Sunday, July 20, 2008

BREATHING THE FIRE

On Memorial Day 2006, CBS News correspondent Kimberly Dozier and her crew were on patrol with the military in Iraq. A car bomb explosion killed cameraman Paul Douglas, soundman James Brolan, Army Captain Alex Funkhouser, and their Iraqi translator known only as Sam. Kimberly was critically injured herself. She lost more than half her blood because the explosion smashed both her femurs, scorched her muscle and skin from hips to ankles, and lodged some shrapnel near her brain. Though she technically died five times after reaching the hospital, the medical teams were able to save her. Kimberly endured a painful and grueling recovery, and now shares her story in the book “Breathing the Fire: Fighting to Report- and Survive – the War in Iraq.” Here’s an excerpt from my recent “Christopher Closeup” interview with Kimberly during which she discusses the spiritual side of her recovery.

TR: You write in the book about your own background as a Christian. You even considered being a member of the Episcopal clergy for a while. So I’m wondering – when you were recovering in the hospital, did you have any mental conversations with God about what happened or why?
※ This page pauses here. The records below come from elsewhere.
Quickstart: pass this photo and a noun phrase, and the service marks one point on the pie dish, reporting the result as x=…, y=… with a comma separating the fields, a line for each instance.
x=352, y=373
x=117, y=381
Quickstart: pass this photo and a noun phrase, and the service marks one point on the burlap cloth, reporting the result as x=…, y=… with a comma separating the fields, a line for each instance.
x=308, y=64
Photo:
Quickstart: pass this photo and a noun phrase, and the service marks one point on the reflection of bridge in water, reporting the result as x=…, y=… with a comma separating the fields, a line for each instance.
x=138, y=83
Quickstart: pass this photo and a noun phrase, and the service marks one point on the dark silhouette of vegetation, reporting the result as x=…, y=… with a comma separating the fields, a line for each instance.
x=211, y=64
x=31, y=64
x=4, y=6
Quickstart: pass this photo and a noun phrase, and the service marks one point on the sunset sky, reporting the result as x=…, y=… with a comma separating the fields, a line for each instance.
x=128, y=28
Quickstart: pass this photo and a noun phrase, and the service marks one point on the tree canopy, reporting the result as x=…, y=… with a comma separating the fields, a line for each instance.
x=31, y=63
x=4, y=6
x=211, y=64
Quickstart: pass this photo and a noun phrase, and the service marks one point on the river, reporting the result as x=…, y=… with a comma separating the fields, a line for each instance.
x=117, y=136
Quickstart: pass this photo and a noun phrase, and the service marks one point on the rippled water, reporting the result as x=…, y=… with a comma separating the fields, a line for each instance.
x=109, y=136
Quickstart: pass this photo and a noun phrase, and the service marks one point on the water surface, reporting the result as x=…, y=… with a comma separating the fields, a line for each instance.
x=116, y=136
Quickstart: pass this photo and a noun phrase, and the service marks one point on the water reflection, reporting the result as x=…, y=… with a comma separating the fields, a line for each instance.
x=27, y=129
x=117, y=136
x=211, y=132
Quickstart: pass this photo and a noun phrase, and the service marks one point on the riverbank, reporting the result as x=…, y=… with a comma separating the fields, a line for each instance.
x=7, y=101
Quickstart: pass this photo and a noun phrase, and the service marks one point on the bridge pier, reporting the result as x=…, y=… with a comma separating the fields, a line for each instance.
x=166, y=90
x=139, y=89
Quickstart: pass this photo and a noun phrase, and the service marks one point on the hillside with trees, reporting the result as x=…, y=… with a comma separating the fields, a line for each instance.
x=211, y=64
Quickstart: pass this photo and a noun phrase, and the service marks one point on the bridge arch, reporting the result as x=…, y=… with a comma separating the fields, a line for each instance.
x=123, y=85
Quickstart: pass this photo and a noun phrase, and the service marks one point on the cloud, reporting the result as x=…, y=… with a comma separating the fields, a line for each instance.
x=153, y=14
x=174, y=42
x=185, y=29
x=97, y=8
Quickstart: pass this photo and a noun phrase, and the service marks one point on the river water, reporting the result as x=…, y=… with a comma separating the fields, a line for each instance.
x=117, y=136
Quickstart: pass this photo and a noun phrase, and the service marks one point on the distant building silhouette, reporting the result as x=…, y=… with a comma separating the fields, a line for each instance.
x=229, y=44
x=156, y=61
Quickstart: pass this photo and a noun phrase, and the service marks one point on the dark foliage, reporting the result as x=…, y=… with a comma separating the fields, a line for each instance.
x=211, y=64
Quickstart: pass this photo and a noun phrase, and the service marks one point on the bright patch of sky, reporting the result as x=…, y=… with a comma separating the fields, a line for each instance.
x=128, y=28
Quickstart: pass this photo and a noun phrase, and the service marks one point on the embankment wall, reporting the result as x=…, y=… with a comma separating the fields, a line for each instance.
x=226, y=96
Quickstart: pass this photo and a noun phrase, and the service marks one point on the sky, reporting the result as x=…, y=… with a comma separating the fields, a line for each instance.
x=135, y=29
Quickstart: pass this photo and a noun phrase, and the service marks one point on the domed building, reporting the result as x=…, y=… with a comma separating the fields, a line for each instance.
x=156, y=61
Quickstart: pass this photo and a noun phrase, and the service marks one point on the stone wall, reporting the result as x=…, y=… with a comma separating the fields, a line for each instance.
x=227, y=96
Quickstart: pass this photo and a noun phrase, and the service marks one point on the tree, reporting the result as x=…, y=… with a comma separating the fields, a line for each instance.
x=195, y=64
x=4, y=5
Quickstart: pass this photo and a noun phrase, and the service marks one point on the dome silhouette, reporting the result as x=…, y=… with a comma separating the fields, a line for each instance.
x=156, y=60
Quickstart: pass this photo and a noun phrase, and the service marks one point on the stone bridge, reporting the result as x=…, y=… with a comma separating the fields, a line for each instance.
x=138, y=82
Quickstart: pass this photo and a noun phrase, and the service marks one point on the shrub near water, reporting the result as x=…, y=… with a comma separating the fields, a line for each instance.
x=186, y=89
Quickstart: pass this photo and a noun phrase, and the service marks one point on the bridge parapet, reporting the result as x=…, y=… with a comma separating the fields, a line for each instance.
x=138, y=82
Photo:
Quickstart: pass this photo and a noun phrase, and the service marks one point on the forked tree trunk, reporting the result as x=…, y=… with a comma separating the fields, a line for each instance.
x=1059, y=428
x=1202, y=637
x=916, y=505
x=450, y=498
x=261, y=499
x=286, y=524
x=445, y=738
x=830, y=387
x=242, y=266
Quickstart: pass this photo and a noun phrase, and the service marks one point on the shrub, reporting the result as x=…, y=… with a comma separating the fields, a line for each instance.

Kimberly Dozier: Absolutely. It came down to, “What am I going to do with this? I’ve had this horrible tragedy happen. I’m still alive. Why’d you leave me here? Obviously I’ve got something else to do. What is it?” And yeah, you have the selfish response (that) you don’t want the responsibility of this when you have lived and the people with you have not. Trying to turn that into something positive, trying to find the right words to say to the family members of those who’ve been lost – that’s a burden I didn’t want. It’s a privilege I didn’t want. You’re thankful and you are saddled with something you never thought you’d have to deal with. Someone explained to me once that grief is a gift, that going through something like this gives you lessons that you then have to pass on. And that’s been one of the hardest parts of this because, what I write about in the book, especially the first few months when I came back to work, so many people came up to me and wanted to talk about horrible things that they’d been through…For a while there, it just got (to be) too much. I couldn’t handle it and I started skulking around back hallways at CBS because I didn’t know how to help these people. That’s part of the reason why I decided, “Okay, I’ll write this darn book. I’ll put it all out there.”

TR: At one point in your book “Breathing the Fire,” you write, “The more horrors I saw overseas, the more my own Christian faith came to the fore.” Some people see suffering and violence, and it moves them away from God. Why did it move you more toward God?

Kimberly Dozier: I guess I’ve never held God responsible for some of the horrors that I see. The things that we are able to do to each other either in the name of government, ideology or God – it is soul shaking. But I guess you take refuge in your faith. You also see the positive things out there, the people who risk their lives to save someone else or risk their lives to protect a community. That restores your faith as much as the horrors you’re seeing shake it…
TR: You said that you dealt with the guilt of surviving and the grief of losing your colleagues. But are you carrying around any anger at the people who did this? Is that something that weighs on your mind or have you moved past that also?

Kimberly Dozier: Both the guilt and the anger you’ve got to leave behind. They’re destructive emotions…In terms of being angry at the men who blew up the car bomb – as I understood from the U.S. military, they were taken down that night. They were in a cell in an apartment block overlooking the bomb scene. That’s how they watched to see us get close enough and then triggered the 500 pound car bomb. I can’t see inside their minds. I hate their methods, but I also know as a reporter on the ground there were things happening like accidental shooting incidents. Up to ten Iraqis a day were being killed, one high-ranking U.S. commander told me, due to accidental shootings at checkpoints. Was one of those men – had he lost his family to something like that? And it was a Sunni Al-Quaeda splinter group that got taken down. Now we are, as part of the awakening, we the coalition are talking to those Sunni groups, (we’ve) won them over, and they’re now our present day allies. So you can’t draw any sorts of absolutes in the Middle East. The lines are always changing.

TR: You write in the book that prayer helped you through a lot of those difficult times when you were recovering. Is it still a help to you now?

Kimberly Dozier: It’s always been a part of my life and always will (be) for our whole family. It’s one of those things, when I go overseas and meet someone who is either a Shiite imam or an Orthodox priest, it’s that bridge that helps us relate and understand. In the Middle East, it’s a community full of people of faith. They respect you and understand you better and vice versa when you are strong in your own faith.